After a two-day debate last month, Finnish parliament voted 159 to 3 with 37 absentees and one abstention. The government had decided in principle to proceed with the facility at the end of last year, but parliament's ratification was required for the decision under the country's Nuclear Energy Act. The decision means that Finland will host the world's first final repository for spent fuel.
Despite claims by the government that there was no link between the repository and a new build in the country, it is certain to help pave the way for a fifth reactor. Finnish law requires nuclear waste to be disposed of domestically.
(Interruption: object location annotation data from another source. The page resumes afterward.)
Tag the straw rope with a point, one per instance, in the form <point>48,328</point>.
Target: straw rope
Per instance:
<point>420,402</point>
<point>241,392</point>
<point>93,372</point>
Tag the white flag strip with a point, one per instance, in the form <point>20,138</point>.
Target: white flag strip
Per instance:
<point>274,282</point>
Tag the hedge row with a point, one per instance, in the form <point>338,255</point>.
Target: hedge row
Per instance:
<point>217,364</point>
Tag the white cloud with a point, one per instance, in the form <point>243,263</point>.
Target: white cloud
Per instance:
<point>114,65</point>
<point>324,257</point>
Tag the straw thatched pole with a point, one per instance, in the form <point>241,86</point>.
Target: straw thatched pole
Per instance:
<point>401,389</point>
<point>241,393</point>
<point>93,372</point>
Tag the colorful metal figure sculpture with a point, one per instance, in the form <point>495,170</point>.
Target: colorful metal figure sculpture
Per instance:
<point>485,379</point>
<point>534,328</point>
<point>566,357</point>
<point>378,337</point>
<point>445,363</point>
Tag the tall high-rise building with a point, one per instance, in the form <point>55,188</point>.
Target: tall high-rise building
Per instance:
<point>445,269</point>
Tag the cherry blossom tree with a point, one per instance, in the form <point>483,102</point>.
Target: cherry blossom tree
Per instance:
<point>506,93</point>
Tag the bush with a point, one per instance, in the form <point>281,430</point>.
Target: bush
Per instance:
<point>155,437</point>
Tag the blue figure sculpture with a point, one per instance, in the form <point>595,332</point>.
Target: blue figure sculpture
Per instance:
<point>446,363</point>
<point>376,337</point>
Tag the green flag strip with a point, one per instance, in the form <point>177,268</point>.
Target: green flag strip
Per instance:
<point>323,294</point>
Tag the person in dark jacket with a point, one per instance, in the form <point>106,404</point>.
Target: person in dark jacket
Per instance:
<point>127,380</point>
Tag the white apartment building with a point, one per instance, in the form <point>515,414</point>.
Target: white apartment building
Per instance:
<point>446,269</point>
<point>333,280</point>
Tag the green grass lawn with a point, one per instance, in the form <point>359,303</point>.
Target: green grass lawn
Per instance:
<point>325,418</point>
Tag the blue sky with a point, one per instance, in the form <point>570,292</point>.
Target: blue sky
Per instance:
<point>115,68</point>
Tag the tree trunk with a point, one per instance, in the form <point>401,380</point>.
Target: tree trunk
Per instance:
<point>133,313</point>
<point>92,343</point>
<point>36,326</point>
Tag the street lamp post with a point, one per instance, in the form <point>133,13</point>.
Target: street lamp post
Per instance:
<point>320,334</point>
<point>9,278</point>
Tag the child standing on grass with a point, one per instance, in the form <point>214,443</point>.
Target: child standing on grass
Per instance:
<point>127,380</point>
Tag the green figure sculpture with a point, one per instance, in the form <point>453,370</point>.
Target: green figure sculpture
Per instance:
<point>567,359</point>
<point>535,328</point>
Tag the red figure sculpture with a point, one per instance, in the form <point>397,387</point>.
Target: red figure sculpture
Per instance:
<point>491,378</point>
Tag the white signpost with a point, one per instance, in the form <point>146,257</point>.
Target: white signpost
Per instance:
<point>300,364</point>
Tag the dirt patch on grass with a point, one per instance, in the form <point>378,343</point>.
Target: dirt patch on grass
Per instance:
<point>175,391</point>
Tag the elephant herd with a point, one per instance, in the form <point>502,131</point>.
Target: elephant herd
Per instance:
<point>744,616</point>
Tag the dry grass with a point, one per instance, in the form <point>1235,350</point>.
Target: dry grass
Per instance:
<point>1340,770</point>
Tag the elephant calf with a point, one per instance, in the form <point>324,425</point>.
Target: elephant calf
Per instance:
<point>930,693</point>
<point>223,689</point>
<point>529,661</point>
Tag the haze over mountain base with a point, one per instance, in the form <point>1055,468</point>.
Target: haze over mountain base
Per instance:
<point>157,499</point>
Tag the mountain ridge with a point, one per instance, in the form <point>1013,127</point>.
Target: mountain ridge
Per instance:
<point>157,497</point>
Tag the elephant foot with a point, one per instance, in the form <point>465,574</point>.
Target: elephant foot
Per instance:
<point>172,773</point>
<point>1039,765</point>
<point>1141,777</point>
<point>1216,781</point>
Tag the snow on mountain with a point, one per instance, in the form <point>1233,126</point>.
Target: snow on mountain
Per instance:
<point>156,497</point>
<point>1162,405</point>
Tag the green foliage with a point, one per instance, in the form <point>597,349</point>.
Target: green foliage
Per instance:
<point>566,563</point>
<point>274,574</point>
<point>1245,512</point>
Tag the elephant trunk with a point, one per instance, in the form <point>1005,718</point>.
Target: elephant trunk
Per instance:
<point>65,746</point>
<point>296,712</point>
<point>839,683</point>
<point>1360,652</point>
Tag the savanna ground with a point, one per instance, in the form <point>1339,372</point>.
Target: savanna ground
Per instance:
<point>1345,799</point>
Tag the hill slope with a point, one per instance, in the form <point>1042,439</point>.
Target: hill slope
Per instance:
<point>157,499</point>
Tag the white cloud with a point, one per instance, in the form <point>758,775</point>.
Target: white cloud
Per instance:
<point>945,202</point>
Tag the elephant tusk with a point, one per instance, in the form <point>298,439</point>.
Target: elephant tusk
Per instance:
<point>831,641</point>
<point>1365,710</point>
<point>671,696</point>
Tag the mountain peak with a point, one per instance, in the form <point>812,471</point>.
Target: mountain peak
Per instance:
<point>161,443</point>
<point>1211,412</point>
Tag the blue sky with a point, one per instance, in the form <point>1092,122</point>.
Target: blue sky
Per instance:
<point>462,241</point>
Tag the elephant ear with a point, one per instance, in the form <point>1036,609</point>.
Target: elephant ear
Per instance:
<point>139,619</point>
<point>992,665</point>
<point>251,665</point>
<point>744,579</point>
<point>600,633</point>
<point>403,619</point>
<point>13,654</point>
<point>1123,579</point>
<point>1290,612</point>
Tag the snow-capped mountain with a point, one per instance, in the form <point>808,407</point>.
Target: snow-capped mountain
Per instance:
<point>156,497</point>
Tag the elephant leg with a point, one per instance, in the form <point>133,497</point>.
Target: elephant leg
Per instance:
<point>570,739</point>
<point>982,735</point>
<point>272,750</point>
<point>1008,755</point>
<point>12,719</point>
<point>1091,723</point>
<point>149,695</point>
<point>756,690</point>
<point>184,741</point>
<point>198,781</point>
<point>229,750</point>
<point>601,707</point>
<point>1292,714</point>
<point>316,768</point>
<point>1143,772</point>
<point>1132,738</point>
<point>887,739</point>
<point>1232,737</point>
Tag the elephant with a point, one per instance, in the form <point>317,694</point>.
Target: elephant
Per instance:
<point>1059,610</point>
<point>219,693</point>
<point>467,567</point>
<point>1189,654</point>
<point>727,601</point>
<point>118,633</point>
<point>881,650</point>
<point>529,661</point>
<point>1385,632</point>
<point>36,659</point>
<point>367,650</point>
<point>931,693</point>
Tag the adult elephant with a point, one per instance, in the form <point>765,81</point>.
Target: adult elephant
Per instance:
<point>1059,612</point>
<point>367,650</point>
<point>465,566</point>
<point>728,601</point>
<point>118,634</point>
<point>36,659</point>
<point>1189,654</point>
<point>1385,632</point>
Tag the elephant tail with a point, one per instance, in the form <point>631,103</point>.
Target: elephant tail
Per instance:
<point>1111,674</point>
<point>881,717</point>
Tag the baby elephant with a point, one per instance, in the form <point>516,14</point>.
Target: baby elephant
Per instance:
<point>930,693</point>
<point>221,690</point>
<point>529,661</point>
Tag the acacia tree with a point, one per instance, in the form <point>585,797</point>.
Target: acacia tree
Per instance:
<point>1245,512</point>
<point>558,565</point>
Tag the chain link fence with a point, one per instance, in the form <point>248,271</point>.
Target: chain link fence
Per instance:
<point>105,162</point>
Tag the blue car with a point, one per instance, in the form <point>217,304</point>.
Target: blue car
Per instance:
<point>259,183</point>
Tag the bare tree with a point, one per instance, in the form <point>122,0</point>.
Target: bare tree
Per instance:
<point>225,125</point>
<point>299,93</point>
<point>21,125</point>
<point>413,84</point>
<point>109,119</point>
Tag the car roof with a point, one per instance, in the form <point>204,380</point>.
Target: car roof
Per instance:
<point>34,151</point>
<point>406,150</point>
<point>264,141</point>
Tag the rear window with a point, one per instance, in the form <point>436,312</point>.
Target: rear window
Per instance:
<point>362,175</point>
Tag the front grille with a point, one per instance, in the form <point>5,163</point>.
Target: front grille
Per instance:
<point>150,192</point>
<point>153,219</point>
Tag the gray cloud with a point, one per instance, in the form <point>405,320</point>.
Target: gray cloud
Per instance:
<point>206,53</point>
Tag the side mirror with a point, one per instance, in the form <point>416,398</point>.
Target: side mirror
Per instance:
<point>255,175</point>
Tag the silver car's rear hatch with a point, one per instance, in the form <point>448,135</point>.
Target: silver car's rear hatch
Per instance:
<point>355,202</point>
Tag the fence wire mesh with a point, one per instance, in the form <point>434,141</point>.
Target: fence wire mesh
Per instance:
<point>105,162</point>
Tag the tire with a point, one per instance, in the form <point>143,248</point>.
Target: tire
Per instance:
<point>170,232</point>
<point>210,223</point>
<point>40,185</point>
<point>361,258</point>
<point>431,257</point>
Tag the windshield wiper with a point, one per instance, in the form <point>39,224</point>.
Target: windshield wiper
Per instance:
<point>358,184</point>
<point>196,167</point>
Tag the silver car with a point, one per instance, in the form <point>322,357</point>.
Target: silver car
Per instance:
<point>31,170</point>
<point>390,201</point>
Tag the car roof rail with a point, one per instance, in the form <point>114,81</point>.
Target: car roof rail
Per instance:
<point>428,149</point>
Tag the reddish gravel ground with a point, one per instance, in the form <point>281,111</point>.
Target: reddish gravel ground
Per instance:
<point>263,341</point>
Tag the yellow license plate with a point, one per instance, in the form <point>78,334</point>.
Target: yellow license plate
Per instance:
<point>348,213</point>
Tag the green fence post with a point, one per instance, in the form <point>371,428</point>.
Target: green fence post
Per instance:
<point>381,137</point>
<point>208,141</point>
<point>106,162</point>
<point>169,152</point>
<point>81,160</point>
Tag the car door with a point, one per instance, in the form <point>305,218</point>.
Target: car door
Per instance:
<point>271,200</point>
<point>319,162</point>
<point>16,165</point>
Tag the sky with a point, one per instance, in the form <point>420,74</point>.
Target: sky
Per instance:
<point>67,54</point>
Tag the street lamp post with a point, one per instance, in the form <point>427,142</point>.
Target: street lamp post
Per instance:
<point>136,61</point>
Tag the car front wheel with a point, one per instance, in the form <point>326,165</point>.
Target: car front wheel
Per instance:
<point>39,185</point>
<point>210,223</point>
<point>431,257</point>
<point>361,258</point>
Planning permission applications for a new reactor from both of the country's nuclear sites, Loviisa and Olkiluoto, are expected to be submitted by the end of the year.
Responsibility for the research connected with final disposal as well as for the implementation of the project rests with waste group Posiva. The company plans to begin construction of an underground rock characterisation facility, Onkalo, in 2003-2004. Investigations at the final disposal depth of 500m should commence around 2006. The facility will be needed to study the geohydraulic, geochemical and mechanical properties of the Olkiluoto bedrock in detail. This information is required in the site-specific design of the repository. The facility also gives an opportunity to test disposal technology in realistic conditions.
The decision is in line with the plan approved by the government in 1983 on the objectives and the schedule of nuclear waste management in Finland. According to these plans, operation of the final disposal facility will start in 2020. Accordingly, the construction of the facility should start around 2010. The construction and operating licences for the final disposal facility will be applied for separately at a later date.